Figure 1. Least-squares mean difference in change from baseline to week 48 in 6MWD.
LS mean difference presented for 6-min walk distance between patients receiving deflazacort and those receiving prednisone/prednisone, assessed by meta-analysis of the ITT population using a fixed-effects model.

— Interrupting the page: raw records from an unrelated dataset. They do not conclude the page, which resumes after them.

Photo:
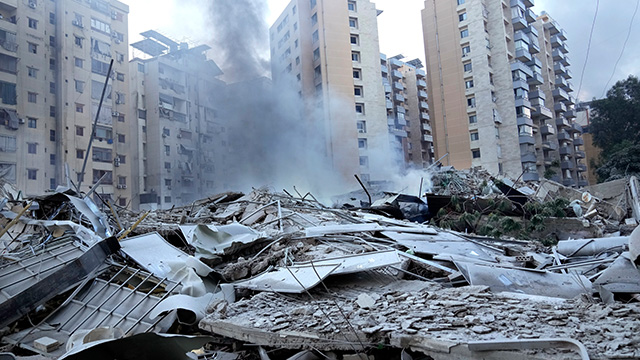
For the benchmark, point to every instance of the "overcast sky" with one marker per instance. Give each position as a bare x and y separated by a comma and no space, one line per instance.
400,31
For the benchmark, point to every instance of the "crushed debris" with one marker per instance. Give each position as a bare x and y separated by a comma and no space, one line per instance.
473,267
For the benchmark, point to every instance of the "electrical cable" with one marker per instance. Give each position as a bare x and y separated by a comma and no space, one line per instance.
604,91
593,25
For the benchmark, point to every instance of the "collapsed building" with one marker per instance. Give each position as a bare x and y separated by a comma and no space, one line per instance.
273,275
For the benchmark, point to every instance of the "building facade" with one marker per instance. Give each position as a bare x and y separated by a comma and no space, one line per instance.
497,99
328,51
55,58
175,97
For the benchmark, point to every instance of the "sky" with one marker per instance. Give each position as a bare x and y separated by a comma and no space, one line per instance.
400,32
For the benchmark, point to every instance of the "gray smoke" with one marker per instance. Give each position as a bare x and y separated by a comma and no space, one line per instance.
240,38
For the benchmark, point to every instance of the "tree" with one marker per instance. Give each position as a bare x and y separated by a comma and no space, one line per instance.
615,121
615,125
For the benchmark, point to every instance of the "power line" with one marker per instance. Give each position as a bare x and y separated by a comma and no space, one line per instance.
593,25
604,92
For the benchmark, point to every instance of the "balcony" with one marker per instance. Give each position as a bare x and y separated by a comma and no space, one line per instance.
566,151
560,94
529,157
564,136
547,129
567,165
530,176
541,112
523,55
527,139
559,69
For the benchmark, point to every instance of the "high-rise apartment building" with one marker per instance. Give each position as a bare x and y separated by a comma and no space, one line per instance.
407,110
175,98
498,91
328,50
54,60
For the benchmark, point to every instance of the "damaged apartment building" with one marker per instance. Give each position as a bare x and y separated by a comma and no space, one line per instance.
175,92
507,106
54,59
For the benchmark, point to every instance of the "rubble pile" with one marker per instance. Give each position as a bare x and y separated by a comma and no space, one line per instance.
269,275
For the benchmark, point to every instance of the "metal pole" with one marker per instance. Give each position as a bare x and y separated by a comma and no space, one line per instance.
95,124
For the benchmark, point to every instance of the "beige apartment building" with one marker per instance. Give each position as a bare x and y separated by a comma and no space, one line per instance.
407,110
54,59
328,51
180,141
499,98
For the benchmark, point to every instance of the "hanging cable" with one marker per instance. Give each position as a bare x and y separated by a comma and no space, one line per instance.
586,58
604,91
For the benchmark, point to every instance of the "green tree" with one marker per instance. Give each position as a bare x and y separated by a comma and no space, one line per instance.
615,125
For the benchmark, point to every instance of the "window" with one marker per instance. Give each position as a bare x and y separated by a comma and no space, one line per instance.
471,102
79,86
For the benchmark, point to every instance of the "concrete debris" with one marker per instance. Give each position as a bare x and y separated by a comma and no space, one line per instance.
465,270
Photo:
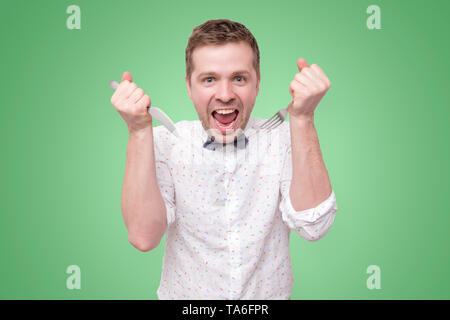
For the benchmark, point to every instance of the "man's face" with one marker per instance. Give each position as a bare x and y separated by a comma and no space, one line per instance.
223,88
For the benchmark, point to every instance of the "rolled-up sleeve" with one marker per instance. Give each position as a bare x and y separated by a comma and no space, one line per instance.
311,224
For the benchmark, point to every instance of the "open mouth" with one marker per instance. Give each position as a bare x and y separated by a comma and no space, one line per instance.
225,119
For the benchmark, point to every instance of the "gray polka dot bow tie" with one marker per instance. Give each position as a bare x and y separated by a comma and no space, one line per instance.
239,142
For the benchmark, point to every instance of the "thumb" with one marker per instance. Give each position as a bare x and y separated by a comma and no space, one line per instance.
301,63
127,76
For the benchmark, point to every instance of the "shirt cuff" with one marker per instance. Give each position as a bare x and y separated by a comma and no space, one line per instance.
312,223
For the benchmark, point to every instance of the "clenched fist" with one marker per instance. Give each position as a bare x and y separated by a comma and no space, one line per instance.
307,89
132,104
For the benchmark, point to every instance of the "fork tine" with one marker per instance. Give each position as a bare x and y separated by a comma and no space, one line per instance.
274,118
275,124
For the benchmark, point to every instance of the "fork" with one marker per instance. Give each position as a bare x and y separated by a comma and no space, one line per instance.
274,121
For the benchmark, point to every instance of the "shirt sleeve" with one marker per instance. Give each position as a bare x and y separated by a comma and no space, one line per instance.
311,224
164,176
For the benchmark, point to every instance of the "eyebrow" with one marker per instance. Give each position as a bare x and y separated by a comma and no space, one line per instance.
212,73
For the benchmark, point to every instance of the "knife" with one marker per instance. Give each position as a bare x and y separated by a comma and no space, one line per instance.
155,112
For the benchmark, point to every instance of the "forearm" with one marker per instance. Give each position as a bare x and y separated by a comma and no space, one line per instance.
310,184
142,205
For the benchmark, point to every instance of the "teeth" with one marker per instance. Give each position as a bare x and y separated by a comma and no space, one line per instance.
222,126
225,111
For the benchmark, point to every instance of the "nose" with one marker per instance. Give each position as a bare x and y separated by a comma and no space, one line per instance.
224,92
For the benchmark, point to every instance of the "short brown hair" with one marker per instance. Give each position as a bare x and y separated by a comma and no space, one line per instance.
218,32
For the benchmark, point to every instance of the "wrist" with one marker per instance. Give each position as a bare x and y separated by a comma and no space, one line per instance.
141,133
301,121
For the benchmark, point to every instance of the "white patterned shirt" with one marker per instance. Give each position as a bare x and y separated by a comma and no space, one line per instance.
229,214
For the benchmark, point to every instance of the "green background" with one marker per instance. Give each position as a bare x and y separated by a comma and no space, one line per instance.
383,130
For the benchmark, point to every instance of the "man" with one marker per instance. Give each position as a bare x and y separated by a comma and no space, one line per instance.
227,213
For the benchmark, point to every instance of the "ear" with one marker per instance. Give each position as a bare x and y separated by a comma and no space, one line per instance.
189,87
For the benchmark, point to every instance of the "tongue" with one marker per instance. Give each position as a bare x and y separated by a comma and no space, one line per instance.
225,118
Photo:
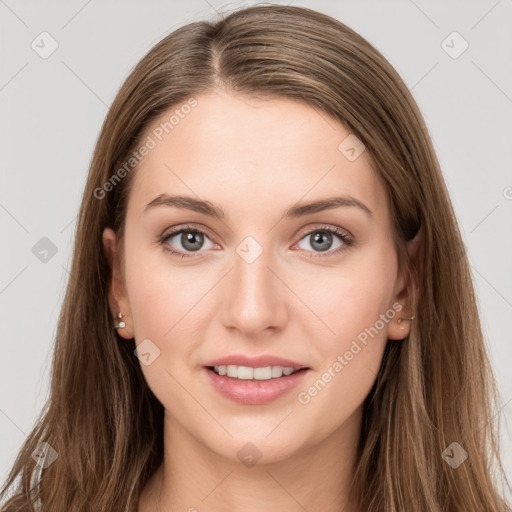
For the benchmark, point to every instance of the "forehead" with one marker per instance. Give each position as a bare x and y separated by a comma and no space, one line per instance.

6MWD: 6-min walk distance; ACT DMD: Ataluren Confirmatory Trial in Duchenne Muscular Dystrophy; ITT: Intent-to-treat; LS: Least-squares.
Similarly, treatment differences for the 10 m walk/run favoring deflazacort over prednisone/prednisolone were recorded for the Phase IIb trial, ACT DMD and the meta-analysis population. However, the differences were not statistically significant (Figure 2). Treatment differences for the 4-stair climb favored deflazacort over prednisone/prednisolone, and the differences were significant among patients from ACT DMD (2.88 s [95% CI: 0.48, 5.27; p = 0.019]) and in the meta-analysis (2.73 s [95% CI: 0.72, 4.70; p = 0.0079]; Figure 2). A statistically significant treatment difference in the 4-stair descend also favored deflazacort over prednisone/prednisolone in the meta-analysis (2.38 s [95% CI: 0.31, 4.46; p = 0.0244]; Figure 2).
Figure 2. Least-squares mean difference in change from baseline to week 48 in timed function tests.
LS mean differences presented for 10 m walk/run, 4-stair climb and 4-stair descend between patients receiving deflazacort and those receiving prednisone/prednisone, assessed by meta-analyses of the ITT population using a fixed-effects model.
ACT DMD: Ataluren Confirmatory Trial in Duchenne Muscular Dystrophy; ITT: Intent-to-treat; LS: Least-squares.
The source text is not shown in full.